Hamas lideri Halid Meşal’in Türkiye ziyaretinin ardından merkezini Suriye’den Katar’a taşıması Arap dünyasında çeşitli tepkilere neden oluyor. Konunun ne şekilde tartışıldığının sadece bir örneği olarak Nedal Naisa’nın arabtimes.com’da yayınlanan bir yazısının Türkçe çevirisini yayınlıyoruz Hamas’ın diplomasisi ile birlikte söylemindeki değişimi anlamak mümkün değil. Uzun zamandır reçetesi hazırlanmış ve kendisine sunulmuş bir taktiği uygulamayı beklerken, aslında […]

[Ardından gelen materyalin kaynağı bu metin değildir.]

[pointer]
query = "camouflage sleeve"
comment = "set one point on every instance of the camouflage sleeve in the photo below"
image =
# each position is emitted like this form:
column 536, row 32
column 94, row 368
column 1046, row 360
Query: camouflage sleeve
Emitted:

Hamas lideri Halid Meşal’in Türkiye ziyaretinin ardından merkezini Suriye’den Katar’a taşıması Arap dünyasında çeşitli tepkilere neden oluyor. Konunun ne şekilde tartışıldığının sadece bir örneği olarak Nedal Naisa’nın arabtimes.com’da yayınlanan bir yazısının Türkçe çevirisini yayınlıyoruz
Hamas’ın diplomasisi ile birlikte söylemindeki değişimi anlamak mümkün değil. Uzun zamandır reçetesi hazırlanmış ve kendisine sunulmuş bir taktiği uygulamayı beklerken, aslında “direniyormuş” gibi yaparak, olduğundan farklı görünen Hamas’ın, birden bire daha dünkü müttefiki olan Şam’la ilişkilerini kesmesini gerçekten anlamak zor.

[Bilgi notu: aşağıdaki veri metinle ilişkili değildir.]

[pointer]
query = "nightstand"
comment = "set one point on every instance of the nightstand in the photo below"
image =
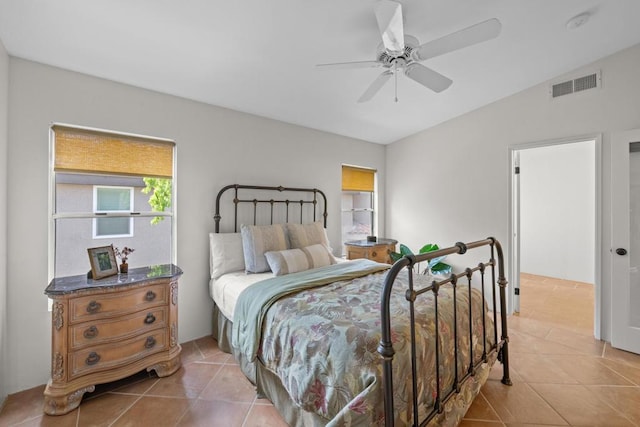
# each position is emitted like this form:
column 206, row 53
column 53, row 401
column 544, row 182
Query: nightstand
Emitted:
column 379, row 250
column 108, row 329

Halid Meşal’in bu süreçteki sessizliği aslında çok şey ifade ediyordu. Hatta gizlemek istediğinden daha fazlasını.. Ve artık daha fazla inkar edilemez derecede dillere düşen niyetini açık ediyordu. Hamas’ın uzun süren sessizliği ile iyilik yapıyormuş gibi görünme çabasıyla da aslında ihanetini gizlemede başarılı olduğu söylenemez. Ve sonunda bütün Arap Merkezlerin yüzüne kapılarını kapattığı en zor günlerinde ona kucak açan ve iki yıl boyunca onu taşıyan Suriye yönetimini inkar etti.

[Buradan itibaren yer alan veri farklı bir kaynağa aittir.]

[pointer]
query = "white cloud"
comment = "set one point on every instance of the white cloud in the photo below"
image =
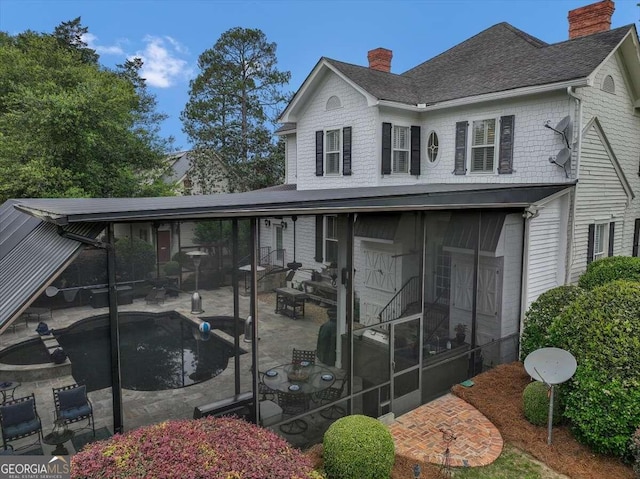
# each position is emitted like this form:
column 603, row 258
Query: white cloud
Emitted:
column 162, row 63
column 92, row 41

Bu Arap merkezlerinin “demokratik düzen” tariflemeye çalıştıkları bu günlerde, ne olduysa hepsi birden, Hamas’ın geleceği konusunda geniş ve derin “iyi niyetler” sunmaya başladılar. Ne oldu; birden bire Hamas’ı sevmeye mi başladılar? Elbette ki, hayır! Ne onu seviyorlar, ne de direniş sürecinde uğruna bedeller ödenen ve hala çözüm bekleyen Filistin sorunu umurlarında. Hamas’ı kurban etme niyetleri sona ermiş değildir. Şu anda Suriye ikileminde ‘kurtuluşuymuş’ gibi kendisine yaptırılan bu hamle, kendini dondurmaktan ve aslında ölüm ilanını kendi eliyle vermekten başka bir şey değildir..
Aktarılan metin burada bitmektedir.